Answer:
This is the answer of your question.
Answer: B. You should invest in a stock if the expected rate of return from the stock is greater than the expected rate of return on an asset with a similar risk.
The accumulated value be $7212.10 2 years after the change.
Calculation
FV = PV × (1 + r / k)
(here k = no. of times compounded in a year)
so, in first case
FV = 6000 × (1 + 2.5%/ 2)
= $6793.62
The FV becomes PV in the second case
So, FV = 6793.62 × (1 + 3%/ 4)
= $7212.10
<h3>What is
accumulated value?</h3>
The sum of an investment's present holdings, including the money invested and interest accrued thus far, is known as its accumulative value. Because it refers to the whole acquired value of a whole life insurance policy, the accumulative value is significant in the insurance industry. Accumulated value, also known as accumulated amount or cash value, is determined by adding the initial investment and any interest that has already been accrued.

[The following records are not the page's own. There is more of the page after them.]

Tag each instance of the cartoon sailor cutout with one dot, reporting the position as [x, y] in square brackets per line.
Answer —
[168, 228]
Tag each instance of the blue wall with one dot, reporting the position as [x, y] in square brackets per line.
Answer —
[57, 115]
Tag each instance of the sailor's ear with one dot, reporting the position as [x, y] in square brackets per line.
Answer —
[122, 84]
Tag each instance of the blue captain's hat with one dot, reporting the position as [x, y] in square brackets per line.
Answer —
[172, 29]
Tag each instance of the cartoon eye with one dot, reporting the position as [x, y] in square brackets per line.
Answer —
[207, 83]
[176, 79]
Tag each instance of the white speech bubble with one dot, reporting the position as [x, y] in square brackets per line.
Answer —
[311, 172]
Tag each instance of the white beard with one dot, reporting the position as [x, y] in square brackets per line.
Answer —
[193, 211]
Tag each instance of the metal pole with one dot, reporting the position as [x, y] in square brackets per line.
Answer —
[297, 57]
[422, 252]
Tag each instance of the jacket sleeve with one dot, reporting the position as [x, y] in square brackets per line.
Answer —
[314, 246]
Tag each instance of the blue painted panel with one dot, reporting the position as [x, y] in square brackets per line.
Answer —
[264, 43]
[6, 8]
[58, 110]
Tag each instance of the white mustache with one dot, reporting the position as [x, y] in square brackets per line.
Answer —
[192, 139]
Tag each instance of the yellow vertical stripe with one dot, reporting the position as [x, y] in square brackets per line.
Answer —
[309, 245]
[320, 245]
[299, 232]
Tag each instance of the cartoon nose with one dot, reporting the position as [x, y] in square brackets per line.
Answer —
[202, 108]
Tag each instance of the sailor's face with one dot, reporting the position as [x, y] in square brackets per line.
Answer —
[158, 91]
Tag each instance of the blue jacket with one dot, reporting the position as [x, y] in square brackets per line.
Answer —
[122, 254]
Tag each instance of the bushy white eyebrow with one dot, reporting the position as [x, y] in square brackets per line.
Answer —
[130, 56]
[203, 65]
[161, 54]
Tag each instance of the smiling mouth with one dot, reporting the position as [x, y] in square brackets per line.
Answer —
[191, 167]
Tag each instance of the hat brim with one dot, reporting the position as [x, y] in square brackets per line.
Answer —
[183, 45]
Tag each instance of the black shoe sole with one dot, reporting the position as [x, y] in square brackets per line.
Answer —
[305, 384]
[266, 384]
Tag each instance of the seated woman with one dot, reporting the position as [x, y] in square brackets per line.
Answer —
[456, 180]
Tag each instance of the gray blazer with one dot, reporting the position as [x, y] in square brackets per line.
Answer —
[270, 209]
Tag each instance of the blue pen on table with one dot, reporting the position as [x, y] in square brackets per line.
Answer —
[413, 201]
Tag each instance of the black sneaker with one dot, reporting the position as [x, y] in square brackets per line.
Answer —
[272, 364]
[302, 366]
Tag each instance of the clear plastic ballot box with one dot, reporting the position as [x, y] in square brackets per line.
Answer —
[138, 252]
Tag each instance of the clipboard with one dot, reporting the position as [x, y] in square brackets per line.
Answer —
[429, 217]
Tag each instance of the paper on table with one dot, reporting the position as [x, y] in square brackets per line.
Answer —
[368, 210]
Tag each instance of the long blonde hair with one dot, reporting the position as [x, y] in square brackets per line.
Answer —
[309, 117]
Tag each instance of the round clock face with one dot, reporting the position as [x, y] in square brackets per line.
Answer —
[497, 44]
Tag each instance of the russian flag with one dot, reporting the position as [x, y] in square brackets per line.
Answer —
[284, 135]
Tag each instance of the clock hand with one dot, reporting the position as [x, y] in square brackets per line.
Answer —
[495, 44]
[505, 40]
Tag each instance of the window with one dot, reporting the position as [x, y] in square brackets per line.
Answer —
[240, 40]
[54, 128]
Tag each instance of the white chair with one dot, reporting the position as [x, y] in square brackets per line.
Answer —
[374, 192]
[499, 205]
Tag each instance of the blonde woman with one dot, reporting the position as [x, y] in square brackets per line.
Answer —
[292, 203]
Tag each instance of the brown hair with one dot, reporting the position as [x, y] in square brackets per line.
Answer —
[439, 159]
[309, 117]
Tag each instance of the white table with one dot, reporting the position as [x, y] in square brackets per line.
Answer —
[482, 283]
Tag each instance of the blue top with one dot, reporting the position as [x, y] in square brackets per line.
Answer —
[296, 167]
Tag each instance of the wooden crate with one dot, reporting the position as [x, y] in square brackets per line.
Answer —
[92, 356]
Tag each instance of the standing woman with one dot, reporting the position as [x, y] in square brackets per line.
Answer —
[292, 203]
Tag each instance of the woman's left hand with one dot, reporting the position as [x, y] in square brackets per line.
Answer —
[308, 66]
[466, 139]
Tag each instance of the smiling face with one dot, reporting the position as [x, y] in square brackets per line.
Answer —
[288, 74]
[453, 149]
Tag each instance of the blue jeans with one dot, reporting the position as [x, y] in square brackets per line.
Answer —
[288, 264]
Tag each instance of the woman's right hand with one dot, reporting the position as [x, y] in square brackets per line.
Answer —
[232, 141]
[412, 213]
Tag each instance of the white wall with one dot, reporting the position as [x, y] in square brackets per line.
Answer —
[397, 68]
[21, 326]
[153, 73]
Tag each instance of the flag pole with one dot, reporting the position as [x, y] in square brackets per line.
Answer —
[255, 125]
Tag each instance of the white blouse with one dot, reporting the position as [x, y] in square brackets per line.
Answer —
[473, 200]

When the owner of a whole (or universal) life insurance policy starts making monthly premium payments, the accumulated value of the policy starts to increase for insurance reasons. These premium payments are divided into two halves by an insurance company. The first part pays for the costs of the fundamental insurance coverage. The insurance company places the second share in an internal account where it serves as a form of investment that builds cash value.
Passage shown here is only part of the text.